In a move that indicates how quickly LIV Golf wants world ranking points for its 48-man fields, it created an alliance with the little-known MENA Tour, which hasn’t run a tournament of its own since March 2020 because of the COVID-19 pandemic.

The MENA Tour stands for Middle East and North Africa and is a developmental tour that has been getting the bare minimum of world ranking points since 2016. It has 54-hole events with a 36-hole cut, offering a $75,000 purse. LIV Golf events have a $20 million purse for 54-hole events with no cut.

The MENA Tour now is aligned with the Asian Development Tour, a step below the Asian Tour. LIV Golf already has invested $300 million in the Asian Tour, creating an “International Series” that began this year.

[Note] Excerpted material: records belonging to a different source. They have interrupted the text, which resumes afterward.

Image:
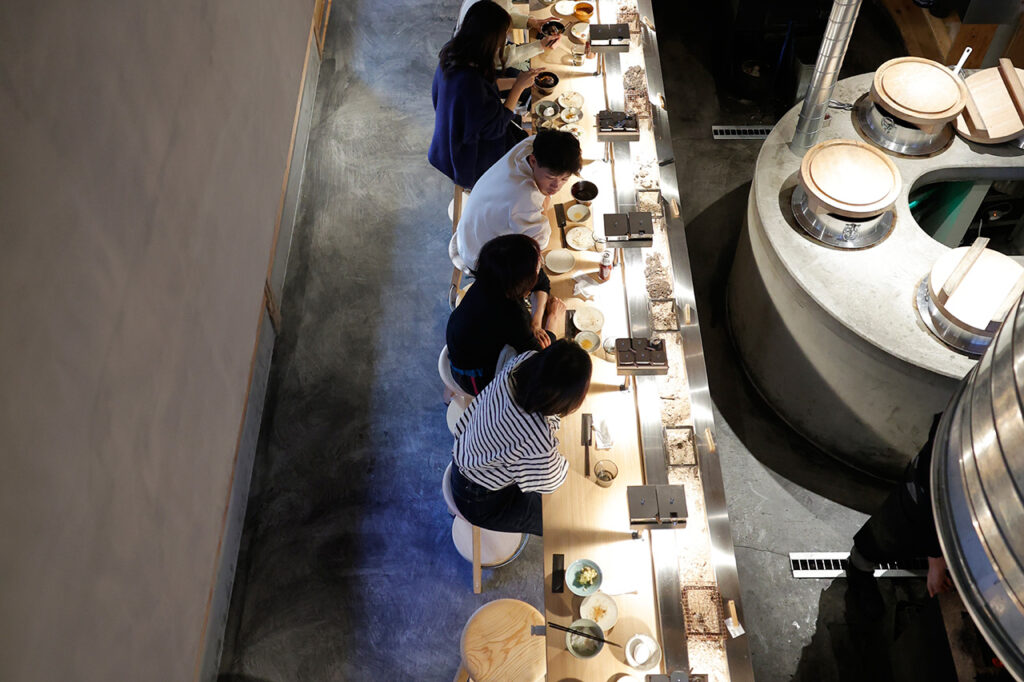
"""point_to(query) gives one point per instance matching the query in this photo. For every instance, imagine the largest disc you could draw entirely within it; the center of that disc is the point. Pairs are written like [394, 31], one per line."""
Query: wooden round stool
[497, 644]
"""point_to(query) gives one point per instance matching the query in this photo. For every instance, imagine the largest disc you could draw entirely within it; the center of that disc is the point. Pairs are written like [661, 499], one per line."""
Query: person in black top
[493, 313]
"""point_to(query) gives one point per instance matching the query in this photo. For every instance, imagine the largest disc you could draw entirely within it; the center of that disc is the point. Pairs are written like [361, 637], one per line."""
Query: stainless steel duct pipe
[978, 492]
[830, 54]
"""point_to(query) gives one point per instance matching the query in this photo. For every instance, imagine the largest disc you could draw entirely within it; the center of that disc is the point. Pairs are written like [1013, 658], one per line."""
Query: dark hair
[558, 152]
[482, 32]
[554, 381]
[508, 264]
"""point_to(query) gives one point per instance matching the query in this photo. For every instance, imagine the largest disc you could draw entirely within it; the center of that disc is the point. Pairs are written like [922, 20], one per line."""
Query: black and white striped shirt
[497, 443]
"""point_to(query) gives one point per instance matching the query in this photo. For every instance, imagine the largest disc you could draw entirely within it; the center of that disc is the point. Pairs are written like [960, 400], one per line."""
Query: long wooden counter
[581, 518]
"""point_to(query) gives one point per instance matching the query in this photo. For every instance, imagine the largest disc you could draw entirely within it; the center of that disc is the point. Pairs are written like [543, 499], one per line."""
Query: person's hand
[555, 310]
[938, 577]
[525, 79]
[550, 41]
[536, 23]
[542, 335]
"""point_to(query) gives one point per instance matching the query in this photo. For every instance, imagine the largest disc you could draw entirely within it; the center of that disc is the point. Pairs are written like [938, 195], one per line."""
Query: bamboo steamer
[919, 91]
[994, 112]
[849, 178]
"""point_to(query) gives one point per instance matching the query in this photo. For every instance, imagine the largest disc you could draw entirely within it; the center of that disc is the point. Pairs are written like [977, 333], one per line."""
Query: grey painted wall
[142, 147]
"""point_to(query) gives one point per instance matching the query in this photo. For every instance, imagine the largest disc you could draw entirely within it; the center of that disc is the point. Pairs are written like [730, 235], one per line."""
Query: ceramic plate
[568, 99]
[581, 239]
[581, 31]
[542, 109]
[571, 115]
[565, 7]
[588, 318]
[578, 213]
[560, 260]
[572, 578]
[600, 608]
[589, 342]
[571, 128]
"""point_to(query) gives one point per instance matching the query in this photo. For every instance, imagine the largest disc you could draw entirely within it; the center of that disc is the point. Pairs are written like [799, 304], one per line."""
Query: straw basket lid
[849, 178]
[920, 91]
[994, 111]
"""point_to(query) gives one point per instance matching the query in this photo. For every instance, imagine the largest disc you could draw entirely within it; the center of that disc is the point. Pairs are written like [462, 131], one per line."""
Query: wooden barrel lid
[849, 178]
[971, 287]
[920, 91]
[497, 643]
[995, 105]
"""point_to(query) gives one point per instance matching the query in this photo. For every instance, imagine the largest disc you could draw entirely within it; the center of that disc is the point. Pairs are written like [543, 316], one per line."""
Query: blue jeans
[507, 510]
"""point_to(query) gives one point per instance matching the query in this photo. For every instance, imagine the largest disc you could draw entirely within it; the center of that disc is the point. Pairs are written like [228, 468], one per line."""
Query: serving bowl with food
[571, 98]
[547, 109]
[571, 115]
[581, 239]
[584, 578]
[600, 608]
[584, 647]
[546, 82]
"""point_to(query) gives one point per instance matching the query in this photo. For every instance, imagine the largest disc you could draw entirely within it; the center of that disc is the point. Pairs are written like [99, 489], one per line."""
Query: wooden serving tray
[920, 91]
[995, 105]
[849, 178]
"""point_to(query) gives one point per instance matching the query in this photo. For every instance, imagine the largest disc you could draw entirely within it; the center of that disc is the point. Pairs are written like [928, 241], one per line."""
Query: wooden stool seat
[497, 644]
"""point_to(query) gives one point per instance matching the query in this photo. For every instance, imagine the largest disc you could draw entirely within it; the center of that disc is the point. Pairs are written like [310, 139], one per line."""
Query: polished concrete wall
[142, 147]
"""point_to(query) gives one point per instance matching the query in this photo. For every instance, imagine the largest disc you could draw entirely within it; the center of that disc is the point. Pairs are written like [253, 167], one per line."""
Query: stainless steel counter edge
[723, 551]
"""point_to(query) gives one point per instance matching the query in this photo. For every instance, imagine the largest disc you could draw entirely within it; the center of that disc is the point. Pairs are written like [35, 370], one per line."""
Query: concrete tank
[830, 337]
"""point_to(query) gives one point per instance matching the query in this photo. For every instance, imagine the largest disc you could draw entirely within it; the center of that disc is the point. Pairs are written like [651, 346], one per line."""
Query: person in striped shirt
[505, 453]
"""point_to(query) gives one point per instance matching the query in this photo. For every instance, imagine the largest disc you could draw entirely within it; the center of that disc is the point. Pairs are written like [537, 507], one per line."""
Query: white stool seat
[496, 547]
[454, 413]
[444, 370]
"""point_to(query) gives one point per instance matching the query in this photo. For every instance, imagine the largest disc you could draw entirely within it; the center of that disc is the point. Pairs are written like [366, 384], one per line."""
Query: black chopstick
[582, 634]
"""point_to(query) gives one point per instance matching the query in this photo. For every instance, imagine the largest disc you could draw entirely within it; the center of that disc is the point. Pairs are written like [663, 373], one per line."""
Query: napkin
[602, 433]
[585, 285]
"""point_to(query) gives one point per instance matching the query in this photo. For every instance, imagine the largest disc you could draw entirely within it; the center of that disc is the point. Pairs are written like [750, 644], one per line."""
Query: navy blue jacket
[471, 125]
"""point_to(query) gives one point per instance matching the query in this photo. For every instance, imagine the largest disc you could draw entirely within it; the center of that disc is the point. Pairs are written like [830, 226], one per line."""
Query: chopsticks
[582, 634]
[585, 440]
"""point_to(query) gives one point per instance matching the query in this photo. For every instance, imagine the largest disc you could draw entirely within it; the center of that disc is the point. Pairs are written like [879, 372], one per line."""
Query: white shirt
[504, 201]
[513, 55]
[498, 444]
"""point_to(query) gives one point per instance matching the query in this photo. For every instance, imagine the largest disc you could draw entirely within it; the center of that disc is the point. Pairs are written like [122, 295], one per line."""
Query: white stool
[455, 412]
[444, 369]
[479, 546]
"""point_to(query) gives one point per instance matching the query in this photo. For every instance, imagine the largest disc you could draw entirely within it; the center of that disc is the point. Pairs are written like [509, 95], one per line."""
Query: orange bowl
[583, 10]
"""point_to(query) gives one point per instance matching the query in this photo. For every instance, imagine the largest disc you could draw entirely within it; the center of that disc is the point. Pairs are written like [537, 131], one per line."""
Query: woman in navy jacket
[473, 128]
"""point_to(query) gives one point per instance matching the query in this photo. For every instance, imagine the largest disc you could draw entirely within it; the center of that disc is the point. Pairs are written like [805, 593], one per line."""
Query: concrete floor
[347, 569]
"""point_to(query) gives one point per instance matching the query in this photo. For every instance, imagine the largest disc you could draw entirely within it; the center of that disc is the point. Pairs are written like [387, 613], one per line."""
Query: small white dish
[581, 239]
[571, 115]
[565, 7]
[581, 31]
[642, 652]
[559, 260]
[589, 342]
[572, 129]
[578, 213]
[599, 607]
[567, 99]
[588, 318]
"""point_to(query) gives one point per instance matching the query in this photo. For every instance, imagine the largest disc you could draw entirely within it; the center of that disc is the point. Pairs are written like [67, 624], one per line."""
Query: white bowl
[578, 213]
[581, 239]
[559, 260]
[589, 342]
[600, 608]
[636, 647]
[588, 318]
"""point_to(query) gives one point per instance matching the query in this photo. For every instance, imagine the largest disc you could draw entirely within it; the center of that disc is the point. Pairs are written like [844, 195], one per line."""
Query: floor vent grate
[740, 132]
[833, 564]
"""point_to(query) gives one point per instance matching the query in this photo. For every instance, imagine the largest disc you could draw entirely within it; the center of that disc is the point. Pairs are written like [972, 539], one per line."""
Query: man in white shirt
[512, 198]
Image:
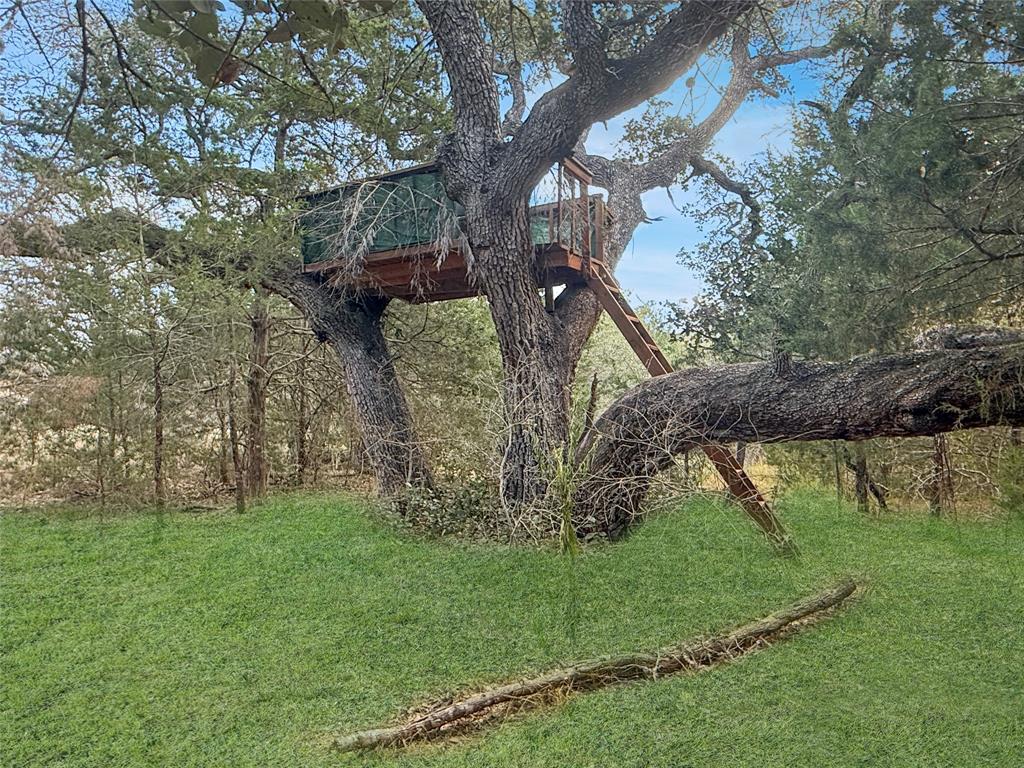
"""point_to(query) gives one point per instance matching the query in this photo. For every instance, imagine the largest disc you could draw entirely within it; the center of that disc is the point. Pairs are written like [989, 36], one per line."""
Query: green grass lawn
[244, 641]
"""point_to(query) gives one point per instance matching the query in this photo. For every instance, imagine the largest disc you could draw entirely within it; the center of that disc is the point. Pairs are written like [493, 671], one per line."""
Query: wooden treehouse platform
[398, 220]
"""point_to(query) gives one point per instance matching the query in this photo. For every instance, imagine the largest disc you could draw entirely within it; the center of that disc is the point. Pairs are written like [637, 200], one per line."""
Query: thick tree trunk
[927, 392]
[257, 382]
[535, 392]
[351, 326]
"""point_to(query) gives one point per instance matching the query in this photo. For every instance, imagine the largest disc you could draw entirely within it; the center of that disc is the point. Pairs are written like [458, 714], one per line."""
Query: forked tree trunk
[928, 392]
[232, 433]
[350, 325]
[535, 391]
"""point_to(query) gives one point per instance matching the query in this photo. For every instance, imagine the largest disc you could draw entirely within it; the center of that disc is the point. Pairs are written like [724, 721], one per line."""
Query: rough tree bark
[927, 392]
[351, 326]
[494, 178]
[940, 486]
[257, 383]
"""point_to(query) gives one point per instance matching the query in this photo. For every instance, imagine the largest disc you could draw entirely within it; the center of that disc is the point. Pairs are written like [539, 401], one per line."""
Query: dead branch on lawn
[449, 716]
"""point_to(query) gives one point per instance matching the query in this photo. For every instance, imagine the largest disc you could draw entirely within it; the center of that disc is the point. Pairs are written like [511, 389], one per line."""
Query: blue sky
[650, 270]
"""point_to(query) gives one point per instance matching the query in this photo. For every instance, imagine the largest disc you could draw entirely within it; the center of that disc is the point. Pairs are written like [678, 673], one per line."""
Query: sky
[649, 270]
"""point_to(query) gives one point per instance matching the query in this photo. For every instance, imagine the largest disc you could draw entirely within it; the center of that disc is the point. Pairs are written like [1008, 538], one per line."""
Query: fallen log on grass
[450, 716]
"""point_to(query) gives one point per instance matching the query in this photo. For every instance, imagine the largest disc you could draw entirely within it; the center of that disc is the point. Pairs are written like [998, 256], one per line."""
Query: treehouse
[399, 235]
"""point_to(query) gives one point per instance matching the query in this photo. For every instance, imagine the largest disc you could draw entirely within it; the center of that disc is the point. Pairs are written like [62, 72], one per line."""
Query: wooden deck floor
[420, 273]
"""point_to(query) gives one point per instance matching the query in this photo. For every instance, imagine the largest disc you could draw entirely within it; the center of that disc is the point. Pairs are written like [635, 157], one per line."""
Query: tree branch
[926, 393]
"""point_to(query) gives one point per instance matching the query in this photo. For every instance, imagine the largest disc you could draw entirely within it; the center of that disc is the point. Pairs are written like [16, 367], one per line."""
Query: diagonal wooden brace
[740, 485]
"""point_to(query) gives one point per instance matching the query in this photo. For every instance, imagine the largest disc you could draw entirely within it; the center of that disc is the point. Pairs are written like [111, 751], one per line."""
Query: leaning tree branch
[911, 394]
[596, 93]
[704, 166]
[446, 717]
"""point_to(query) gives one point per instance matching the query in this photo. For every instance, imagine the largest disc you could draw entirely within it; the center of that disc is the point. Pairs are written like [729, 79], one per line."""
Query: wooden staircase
[602, 283]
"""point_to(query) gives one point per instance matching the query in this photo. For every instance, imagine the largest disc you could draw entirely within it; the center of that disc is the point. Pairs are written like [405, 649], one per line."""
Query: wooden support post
[643, 344]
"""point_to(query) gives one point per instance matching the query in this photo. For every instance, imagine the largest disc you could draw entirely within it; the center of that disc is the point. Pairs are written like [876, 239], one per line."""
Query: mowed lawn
[225, 640]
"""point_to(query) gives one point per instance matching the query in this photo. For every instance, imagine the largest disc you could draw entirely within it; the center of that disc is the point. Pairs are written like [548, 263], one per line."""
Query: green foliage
[217, 640]
[899, 206]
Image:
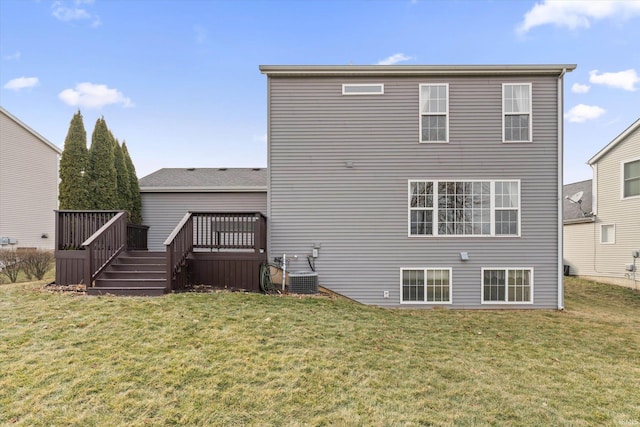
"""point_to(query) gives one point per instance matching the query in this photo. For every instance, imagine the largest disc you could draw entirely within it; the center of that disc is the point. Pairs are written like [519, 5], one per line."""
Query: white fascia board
[613, 143]
[384, 70]
[260, 189]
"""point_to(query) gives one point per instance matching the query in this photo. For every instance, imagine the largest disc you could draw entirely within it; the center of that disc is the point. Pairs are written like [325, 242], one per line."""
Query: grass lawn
[249, 359]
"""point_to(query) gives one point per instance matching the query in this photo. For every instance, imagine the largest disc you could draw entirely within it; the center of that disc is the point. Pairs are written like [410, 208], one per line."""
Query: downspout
[560, 181]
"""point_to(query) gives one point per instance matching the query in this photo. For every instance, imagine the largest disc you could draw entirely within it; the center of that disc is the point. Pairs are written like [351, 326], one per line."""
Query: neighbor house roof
[196, 180]
[571, 211]
[44, 140]
[380, 70]
[615, 142]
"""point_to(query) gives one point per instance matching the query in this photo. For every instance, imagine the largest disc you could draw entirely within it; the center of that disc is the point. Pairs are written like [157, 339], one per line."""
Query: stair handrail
[104, 246]
[179, 245]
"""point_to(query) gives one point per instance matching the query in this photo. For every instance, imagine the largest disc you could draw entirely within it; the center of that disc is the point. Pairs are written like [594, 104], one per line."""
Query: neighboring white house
[600, 247]
[169, 193]
[28, 185]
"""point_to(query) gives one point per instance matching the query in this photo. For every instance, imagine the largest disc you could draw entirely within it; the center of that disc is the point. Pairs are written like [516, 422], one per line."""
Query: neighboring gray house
[420, 186]
[168, 194]
[28, 185]
[601, 247]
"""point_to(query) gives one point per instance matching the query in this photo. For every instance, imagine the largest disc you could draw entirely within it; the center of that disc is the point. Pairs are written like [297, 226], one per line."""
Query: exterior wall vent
[303, 282]
[363, 89]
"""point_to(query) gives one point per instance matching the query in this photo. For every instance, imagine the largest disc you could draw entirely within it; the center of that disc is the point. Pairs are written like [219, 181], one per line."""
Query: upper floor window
[434, 112]
[516, 111]
[631, 179]
[363, 89]
[464, 208]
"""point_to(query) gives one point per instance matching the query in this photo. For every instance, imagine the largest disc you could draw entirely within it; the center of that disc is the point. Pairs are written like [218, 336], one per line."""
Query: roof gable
[628, 131]
[31, 131]
[205, 180]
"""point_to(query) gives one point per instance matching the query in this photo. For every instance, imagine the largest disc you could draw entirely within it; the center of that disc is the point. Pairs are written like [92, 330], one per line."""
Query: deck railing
[179, 245]
[104, 246]
[220, 231]
[74, 227]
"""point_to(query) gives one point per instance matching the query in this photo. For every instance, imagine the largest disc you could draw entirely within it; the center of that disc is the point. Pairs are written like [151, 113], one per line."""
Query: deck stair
[135, 273]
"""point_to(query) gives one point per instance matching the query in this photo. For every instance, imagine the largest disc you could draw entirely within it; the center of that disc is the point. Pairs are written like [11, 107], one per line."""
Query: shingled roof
[205, 180]
[571, 211]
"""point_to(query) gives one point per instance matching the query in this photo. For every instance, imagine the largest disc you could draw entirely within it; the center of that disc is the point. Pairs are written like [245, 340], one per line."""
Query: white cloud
[580, 88]
[581, 113]
[394, 59]
[621, 80]
[66, 14]
[13, 57]
[93, 96]
[21, 83]
[573, 14]
[201, 33]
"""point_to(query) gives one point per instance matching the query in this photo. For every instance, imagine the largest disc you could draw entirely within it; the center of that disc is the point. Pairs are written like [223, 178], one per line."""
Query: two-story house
[420, 186]
[601, 245]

The OWGR said it now is reviewing “significant changes” to the MENA Tour’s membership structure and schedule.

The MENA Tour not only submitted LIV Golf’s next two tournaments as part of its schedule, it said all LIV Golf players — such as Phil Mickelson, Dustin Johnson and Brooks Koepka — have joined the MENA Tour.

The OWGR said it would wait until the review is complete before deciding whether to award points to the MENA Tour’s new “Limited Field Tournaments.” It said the MENA defined that as “any MENA Tour-approved event” of fewer than 80 players.

Meanwhile, the OWGR said regular MENA Tour events will still get points. That won’t be the case for LIV Golf this year. After the events in Bangkok and Saudi Arabia, the last tournament is only for teams.

Bryson DeChambeau and Harold Varner III are among those that appear certain to fall out of the top 50 by the end of the year, meaning they likely would have no path to play in the Masters and would have to go through qualifying for two other majors.

None of the majors has yet to say whether LIV Golf has caused them to change their criteria for next year.